Nora Ephron's son, Jacob Bernstein, talks to many of his mother's admirers in HBO's documentary "Everything Is Copy." While the well-worn technique risks repetitiveness and excessive praise, the film's honest and loving portrait of Ephron's life and career stays fascinating and compelling. Along with actresses reading excepts from Ephron's work as a writer, the film shows clips of Ephron appearing on TV.
Following his mother's example reflected in the movie's title, Bernstein doesn't cover up negative and scandalous parts of Ephron's life. He revisits her painful marriage to his father, Carl Bernstein, which Ephron exposed in the self-lacerating book and movie "Heartburn."
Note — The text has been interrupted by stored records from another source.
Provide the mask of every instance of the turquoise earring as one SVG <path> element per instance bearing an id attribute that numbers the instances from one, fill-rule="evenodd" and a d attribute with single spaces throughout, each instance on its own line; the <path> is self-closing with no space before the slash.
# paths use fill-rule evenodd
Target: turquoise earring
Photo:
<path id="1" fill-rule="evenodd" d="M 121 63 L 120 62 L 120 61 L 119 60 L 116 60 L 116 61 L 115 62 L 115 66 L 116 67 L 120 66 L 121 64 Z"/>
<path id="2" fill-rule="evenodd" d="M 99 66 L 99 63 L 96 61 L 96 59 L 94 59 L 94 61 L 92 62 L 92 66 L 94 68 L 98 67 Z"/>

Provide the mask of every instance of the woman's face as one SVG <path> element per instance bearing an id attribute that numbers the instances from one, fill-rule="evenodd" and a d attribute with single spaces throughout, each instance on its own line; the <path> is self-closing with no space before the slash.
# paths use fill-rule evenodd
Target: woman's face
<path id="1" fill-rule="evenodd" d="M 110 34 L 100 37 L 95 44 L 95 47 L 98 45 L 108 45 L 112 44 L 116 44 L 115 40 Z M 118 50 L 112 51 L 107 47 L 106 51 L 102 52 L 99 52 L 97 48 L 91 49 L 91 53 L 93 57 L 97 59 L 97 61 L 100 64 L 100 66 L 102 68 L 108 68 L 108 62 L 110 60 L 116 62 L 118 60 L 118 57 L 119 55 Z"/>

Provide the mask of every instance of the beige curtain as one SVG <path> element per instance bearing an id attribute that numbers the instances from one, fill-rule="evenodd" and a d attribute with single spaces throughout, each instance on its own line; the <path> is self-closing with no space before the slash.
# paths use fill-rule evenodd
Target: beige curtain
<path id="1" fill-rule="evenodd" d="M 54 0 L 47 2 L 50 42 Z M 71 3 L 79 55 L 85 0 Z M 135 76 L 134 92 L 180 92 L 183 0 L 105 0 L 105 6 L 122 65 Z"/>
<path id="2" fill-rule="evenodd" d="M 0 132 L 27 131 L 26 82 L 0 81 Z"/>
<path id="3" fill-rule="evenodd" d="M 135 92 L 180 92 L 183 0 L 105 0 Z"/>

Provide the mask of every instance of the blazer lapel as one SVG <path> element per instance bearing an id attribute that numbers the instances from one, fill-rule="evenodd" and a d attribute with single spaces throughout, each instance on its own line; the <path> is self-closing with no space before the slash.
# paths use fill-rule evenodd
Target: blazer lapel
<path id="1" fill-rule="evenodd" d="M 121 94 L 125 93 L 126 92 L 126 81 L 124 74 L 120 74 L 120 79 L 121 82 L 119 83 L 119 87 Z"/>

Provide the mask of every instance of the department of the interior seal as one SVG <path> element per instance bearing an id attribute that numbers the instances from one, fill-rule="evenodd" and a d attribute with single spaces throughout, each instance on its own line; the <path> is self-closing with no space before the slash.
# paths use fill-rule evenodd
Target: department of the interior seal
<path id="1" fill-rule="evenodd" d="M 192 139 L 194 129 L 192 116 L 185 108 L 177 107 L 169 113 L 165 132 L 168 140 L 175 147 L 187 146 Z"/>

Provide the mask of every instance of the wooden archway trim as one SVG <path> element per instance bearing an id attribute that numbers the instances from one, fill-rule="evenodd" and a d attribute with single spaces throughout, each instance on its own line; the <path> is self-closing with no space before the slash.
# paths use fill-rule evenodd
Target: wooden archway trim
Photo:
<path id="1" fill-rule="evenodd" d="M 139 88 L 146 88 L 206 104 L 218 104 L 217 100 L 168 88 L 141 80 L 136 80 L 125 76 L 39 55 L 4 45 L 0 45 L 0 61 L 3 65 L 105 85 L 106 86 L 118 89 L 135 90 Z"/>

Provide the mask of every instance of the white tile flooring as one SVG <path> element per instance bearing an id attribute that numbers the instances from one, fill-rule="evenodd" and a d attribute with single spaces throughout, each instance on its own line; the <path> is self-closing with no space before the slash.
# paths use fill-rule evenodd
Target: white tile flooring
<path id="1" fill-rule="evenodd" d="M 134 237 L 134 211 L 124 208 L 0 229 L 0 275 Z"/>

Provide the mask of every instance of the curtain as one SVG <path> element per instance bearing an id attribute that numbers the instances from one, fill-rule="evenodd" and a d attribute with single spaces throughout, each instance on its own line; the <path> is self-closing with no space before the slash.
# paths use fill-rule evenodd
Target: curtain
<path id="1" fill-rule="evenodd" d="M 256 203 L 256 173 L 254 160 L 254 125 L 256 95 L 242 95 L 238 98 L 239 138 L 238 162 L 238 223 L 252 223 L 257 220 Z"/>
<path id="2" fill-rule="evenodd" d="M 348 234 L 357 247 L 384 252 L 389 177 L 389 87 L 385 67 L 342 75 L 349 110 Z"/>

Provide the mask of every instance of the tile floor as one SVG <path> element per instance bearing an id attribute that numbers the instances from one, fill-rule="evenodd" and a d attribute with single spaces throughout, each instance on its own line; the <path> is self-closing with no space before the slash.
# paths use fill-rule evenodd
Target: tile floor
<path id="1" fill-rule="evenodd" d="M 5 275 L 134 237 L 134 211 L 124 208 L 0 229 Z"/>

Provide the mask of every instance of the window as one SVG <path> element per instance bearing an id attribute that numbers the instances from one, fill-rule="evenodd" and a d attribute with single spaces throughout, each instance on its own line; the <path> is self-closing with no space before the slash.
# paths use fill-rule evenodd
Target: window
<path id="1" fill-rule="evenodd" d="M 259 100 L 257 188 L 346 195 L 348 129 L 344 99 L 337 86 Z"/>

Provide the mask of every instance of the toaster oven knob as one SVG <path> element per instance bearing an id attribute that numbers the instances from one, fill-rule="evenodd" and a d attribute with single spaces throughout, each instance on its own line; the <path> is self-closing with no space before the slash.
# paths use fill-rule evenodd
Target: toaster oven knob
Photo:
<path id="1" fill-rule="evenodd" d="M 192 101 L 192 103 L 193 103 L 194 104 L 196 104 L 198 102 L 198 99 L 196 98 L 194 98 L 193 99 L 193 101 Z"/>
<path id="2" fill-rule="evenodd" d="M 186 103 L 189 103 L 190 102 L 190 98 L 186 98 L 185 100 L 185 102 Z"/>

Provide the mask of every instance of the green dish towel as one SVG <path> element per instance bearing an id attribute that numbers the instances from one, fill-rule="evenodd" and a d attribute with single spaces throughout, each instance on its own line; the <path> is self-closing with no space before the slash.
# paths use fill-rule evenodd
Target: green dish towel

Bernstein, who with Bob Woodward uncovered Watergate for the Washington Post, broke up the marriage with an affair when Ephron was pregnant with Jacob. Carl Bernstein is among many acqwho appear in the documentary.
While celebrating Ephron's film success as the writer of "Silkwood" and "When Harry Met Sally," and the writer and director of "Sleepless in Seattle" and "Julie and Julia," the film also mentions her string of flops after her initial triumphs, even showing portions of a devastating Siskel and Ebert review.
Ephron made her mark in Hollywood, but New York City was her true home. The documentary's prevailing view of her is as a New York City character, socializing with other members of the Manhattan media elite. The most poignant interviews are with the late Mike Nichols, hauntingly frail in his film appearances.
Ephron and her sisters grew up in New York City in the theater and film world. Their parents were writers who ended their careers as failures; the documentary's title comes from the motto of Ephron's mother concerning the writing trade.
As "Heatburn" showed, Ephron obsessively used the details of her life in her writing. After first attracting attention as a New York newspaper journalist, Ephron gained fame as one of the top chroniclers of women's attitudes during feminism's second wave. Her wry satirical style captured widespread feelings.
She blended that light-hearted feminism with a love for old-fashioned romantic comedy in her films starring Meg Ryan, most notably "Sleepless in Seattle" and "When Harry Met Sally." The documentary shows Ryan's famous faked orgasm scene in"When Harry Met Sally." The documentary emphasizes that the scene was suggested by Ryan. The Ryan films, which also starred Billy Crystal and Tom Hanks, also defined an era when women sought fulfillment in work along with love and marriage.
The overriding message of the film is how Ephron relentlessly persevered over personal and professional setbacks. Her death in 2012 from leukemia surprised many of her closest friends who were not aware of her illness.
Bernstein's loving tribute to his Mom is sweet and engaging, but doesn't succumb to excessive sentimentality. He succeeds in defining her as one of the major chroniclers of an age that already seems long ago.